We assure our correspondent B. R. B. that we have carefully compared the lines published in our last with his manuscript, and find them to correspond verbatim. He wrongs us much if he thinks we would do him wilful injustice; and if one word has been substituted for another in the lines referred to, so as to change their sense, he must ascribe it to himself. We hope with this explanation he will excuse us from inserting his letter at full length.

There is a great deal of feeling in many of the communications sent to the publisher by T. H. C., M.D.; but to our poor taste, there is not much poetry. We question whether the Doctor will not find the lancet and pill box of more profit in that warm region to which he has emigrated, than the offerings of his prolific muse.
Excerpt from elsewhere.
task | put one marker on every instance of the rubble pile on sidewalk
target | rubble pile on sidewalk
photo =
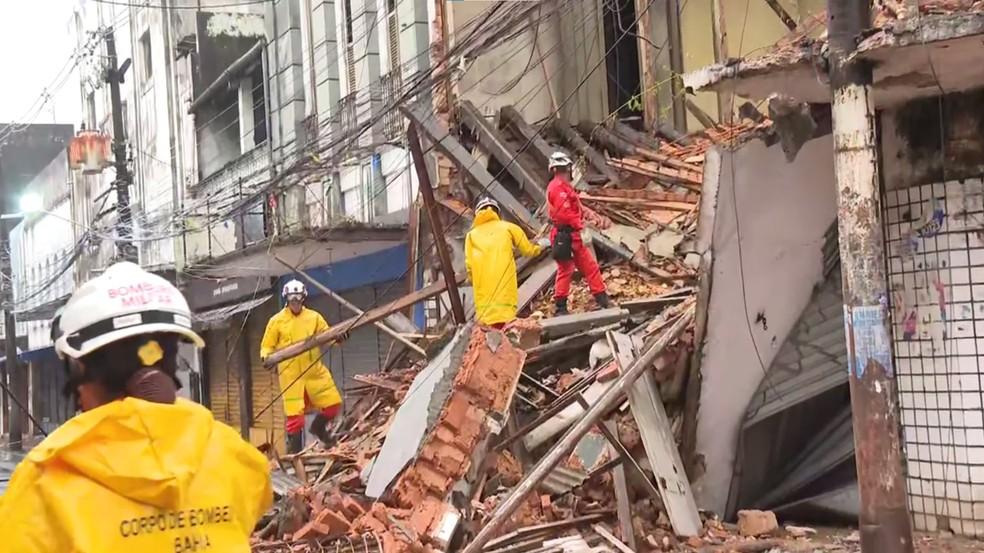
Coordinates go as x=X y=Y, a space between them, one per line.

The poetical manufacture depends more upon the quality than the quantity of its fabrics, for success.

We have received the following communication since the publication of our last number, from "Fra Diavolo," (Horresco referens!) which, as it is brief, we spread before our readers. His sneers at our "literary morality" and "critical acumen," we receive with great composure. Perhaps indeed, our vanity might be wounded if we had a tithe only of what seems to belong to the writer himself; but as our pretensions are very humble, we care not a farthing whether they are disputed or not. His request not to publish his poetry, (except on his own terms) shall be complied with; and should we consign his impure effusions to the flames, as he also desires, the world will have little or no cause to regret it. So long as we can secure the rich contributions received from other quarters, we shall console ourselves with the loss of "Fra's" favors, and even endeavor to survive his unprovoked resentment. To "give the devil his due," however, we shall continue to lament the downward flight of our correspondent's muse; and uninitiated as we profess to be in the sublime mysteries of the school to which he belongs, we shall even be so perverse as to prefer the "modest mien and plain attire" of mediocrity, to the more flashy but less useful adornments of brilliant but misguided genius. One word in justification of ourselves. We did not admit the "Doom" into our columns without reluctance; a reluctance which nothing would have overcome but the conviction that a useful moral might be deduced from the fate of the "Lover Fiend," who figures as the hero of the story. As to the "Passage of the Beresina," whether it be "balderdash" or not, is matter of taste and opinion. One thing is certain; it is from the pen of a highly accomplished scholar.

Mr. White,—I have just seen your sixth number of the Southern Literary Messenger, and shall decline having my contribution published on condition of any improvement of the poetry by your most chaste and wise editor. The admission of such balderdash as the "Doom" and "The Passage of the Beresina," is quite enough evidence of his literary morality and good taste. I require no further token of it; least of all in my own case, where I am to be martyred at the shrine of such critical acumen—God save the mark! Put the manuscript into the fire, and oblige yours,

FRA DIAVOLO.

March 25, 1835.


From the author of the "Note to Blackstone's Commentaries."

You judge rightly that I have no call to answer my censor. I have no pride of authorship in the affair. I wished to awaken the public mind, and he has aided me, for which he has my thanks. I have no controversy with him. He argues against opinions I have not advanced, and, in his last paragraph, comes in aid of that I had endeavored to maintain. By his own showing a quasi war exists among ourselves, under circumstances which render any nearer approach to peace impossible. We have the alternative of "a war-like peace, or a peace-like war," and he wisely prefers the former. He predicates this decision on the only principle for which I contended, viz: the effect of a continuing necessity. I only suggested the possibility of such a case. He finds it existing in fact. It doubtless might exist in various ways. Destruction is the precise object of savage warfare. With us, it is the means to an end. With savages, it is the end itself. Had he seen, as I have, a few individuals of once powerful tribes, escaped from massacre, and saved from utter extinction only by finding shelter among the whites, he would not have to learn that bellum ad internecionem is not unknown among savages.

The style and matter of his essay both show an education which should have taught him that a supercilious tone should find no place in a controversy between an anonymous and an avowed author. He wears defensive armor. I am naked. Is it chivalrous; is it manly; is it fair, in a contest which should be conducted "as if a brother should a brother dare to gentle exercise and proof of arms," to thrust with "unbated point?" His point indeed is not envenomed, nor does he stab malignantly, but he should have touched my scutcheon with the reverse of his lance. To strike with the point, however gently, is a challenge to combat of outrance. I decline it.